<<Yeşile Vurgun>> İleriki bölümden alıntı 2
"Geçen gece “Körlük”ü bitirdim. Saramago’nun dili resmen içimi kazıdı. İnsan karanlığa gerçekten alışıyor galiba..."
"O kitabı okuduğumda günlerce sessiz kaldım. Herkes bir şeyler söylüyordu ama ben sadece “biz böyle miyiz gerçekten?” diye düşünüyordum."
"Aynı his... Sanki o körlük sadece kitapta değil, bizde de var. Görüyoruz ama hiçbir şeyi gerçekten görmüyoruz."
"Ben de o yüzden kitap okuyorum zaten. Gerçekten bir şeyi görebilmek için. Bir cümle bazen bütün aynaları kırıyor içinde..."
"Biliyor musun, senin kitaplara yaklaşımın beni hep büyüledi. Sen bir romanı sadece okumuyorsun, içine girip orada yaşıyorsun gibi."
"Çünkü bazen kelimeler, insanlardan daha dürüst. Bir karakterin yalanını bile daha samimi buluyorum bazı bakışlardan."

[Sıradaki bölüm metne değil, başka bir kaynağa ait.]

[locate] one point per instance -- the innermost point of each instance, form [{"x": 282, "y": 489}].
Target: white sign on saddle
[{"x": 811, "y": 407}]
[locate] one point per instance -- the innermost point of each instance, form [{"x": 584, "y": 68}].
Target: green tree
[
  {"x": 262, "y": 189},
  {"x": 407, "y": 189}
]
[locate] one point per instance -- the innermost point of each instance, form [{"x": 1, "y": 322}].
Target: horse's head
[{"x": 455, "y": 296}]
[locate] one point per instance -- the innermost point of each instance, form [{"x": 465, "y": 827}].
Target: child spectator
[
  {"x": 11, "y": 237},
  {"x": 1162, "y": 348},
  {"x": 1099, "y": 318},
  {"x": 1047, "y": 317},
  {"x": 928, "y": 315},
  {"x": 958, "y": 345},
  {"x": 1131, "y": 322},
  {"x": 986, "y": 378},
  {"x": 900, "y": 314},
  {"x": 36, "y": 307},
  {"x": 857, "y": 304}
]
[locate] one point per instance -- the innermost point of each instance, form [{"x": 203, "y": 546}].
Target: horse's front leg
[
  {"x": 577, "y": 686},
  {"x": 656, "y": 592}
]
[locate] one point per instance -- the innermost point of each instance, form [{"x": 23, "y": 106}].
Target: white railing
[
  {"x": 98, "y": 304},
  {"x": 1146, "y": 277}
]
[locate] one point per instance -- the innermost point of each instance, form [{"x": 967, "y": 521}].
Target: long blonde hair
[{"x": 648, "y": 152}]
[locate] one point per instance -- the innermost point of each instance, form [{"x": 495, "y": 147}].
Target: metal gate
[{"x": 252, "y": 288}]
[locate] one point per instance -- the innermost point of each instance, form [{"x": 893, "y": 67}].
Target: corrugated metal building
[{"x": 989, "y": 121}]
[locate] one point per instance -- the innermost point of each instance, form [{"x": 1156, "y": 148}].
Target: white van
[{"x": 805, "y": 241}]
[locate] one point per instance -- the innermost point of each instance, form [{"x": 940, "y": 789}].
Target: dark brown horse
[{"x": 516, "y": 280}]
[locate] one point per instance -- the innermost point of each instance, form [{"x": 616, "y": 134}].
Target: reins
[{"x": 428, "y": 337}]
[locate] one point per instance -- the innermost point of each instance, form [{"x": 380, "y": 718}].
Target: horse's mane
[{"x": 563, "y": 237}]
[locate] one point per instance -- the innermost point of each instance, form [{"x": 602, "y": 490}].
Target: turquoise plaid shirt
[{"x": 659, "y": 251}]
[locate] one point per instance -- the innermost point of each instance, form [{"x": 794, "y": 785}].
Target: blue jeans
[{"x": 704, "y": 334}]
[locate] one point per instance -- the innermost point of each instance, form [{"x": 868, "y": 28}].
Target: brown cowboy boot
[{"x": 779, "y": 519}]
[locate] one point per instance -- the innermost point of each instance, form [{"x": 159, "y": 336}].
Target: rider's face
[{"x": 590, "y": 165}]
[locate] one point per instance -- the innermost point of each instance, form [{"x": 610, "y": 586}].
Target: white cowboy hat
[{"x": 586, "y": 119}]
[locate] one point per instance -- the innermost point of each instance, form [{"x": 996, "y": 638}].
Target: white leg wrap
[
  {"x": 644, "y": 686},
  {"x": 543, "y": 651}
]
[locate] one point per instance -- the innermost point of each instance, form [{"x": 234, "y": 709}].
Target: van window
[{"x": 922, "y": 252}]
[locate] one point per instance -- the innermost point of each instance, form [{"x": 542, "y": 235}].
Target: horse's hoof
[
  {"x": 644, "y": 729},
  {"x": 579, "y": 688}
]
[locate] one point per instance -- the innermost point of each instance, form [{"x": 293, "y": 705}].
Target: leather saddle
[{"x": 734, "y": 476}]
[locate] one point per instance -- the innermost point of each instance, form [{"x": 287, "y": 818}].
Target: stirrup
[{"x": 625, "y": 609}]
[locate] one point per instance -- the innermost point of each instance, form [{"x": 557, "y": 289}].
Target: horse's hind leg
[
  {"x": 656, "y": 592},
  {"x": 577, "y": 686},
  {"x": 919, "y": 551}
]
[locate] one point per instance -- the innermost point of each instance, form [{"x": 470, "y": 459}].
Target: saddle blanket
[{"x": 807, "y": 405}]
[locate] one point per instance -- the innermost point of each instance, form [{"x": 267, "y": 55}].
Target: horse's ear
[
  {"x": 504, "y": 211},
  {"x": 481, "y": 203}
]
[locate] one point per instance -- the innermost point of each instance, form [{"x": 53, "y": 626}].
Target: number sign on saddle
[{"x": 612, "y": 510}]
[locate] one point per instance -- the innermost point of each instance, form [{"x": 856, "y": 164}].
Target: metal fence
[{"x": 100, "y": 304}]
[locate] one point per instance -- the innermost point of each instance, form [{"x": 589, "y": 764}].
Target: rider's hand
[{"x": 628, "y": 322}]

"O yüzden senin kitap önerilerini hep ciddiye alıyorum. Mesela “Sineklerin Tanrısı”nı ilk senden duymuştum. Okuduktan sonra günlerce insan doğasını düşündüm. Sonra düşündüm... Seni düşündüm."
"Beni mi?"
"Evet. O çocukların içindeki karanlığı fark ettiğin gibi, insanların içindeki güzelliği de fark ediyorsun ya... Belki de bu yüzden o kadar çok kitap okuyorsun. İnsanlar kırmasın diye, karakterlerle arkadaş oluyorsun."
"Belki de. Çünkü bir kitap beni asla yarım bırakmaz. Bir insan gibi gitmez mesela. Son sayfada bile seni sarar....Ama sen hariç."
"Ben?"
"Sen gittin ama bir cümle gibi geri geldin. Yarım kaldığımız yerden, yeniden okunacak bir hikâyeye döndük sanki."
"O zaman belki bu sefer, birlikte yazılan bir kitap oluruz. Karakterler biziz."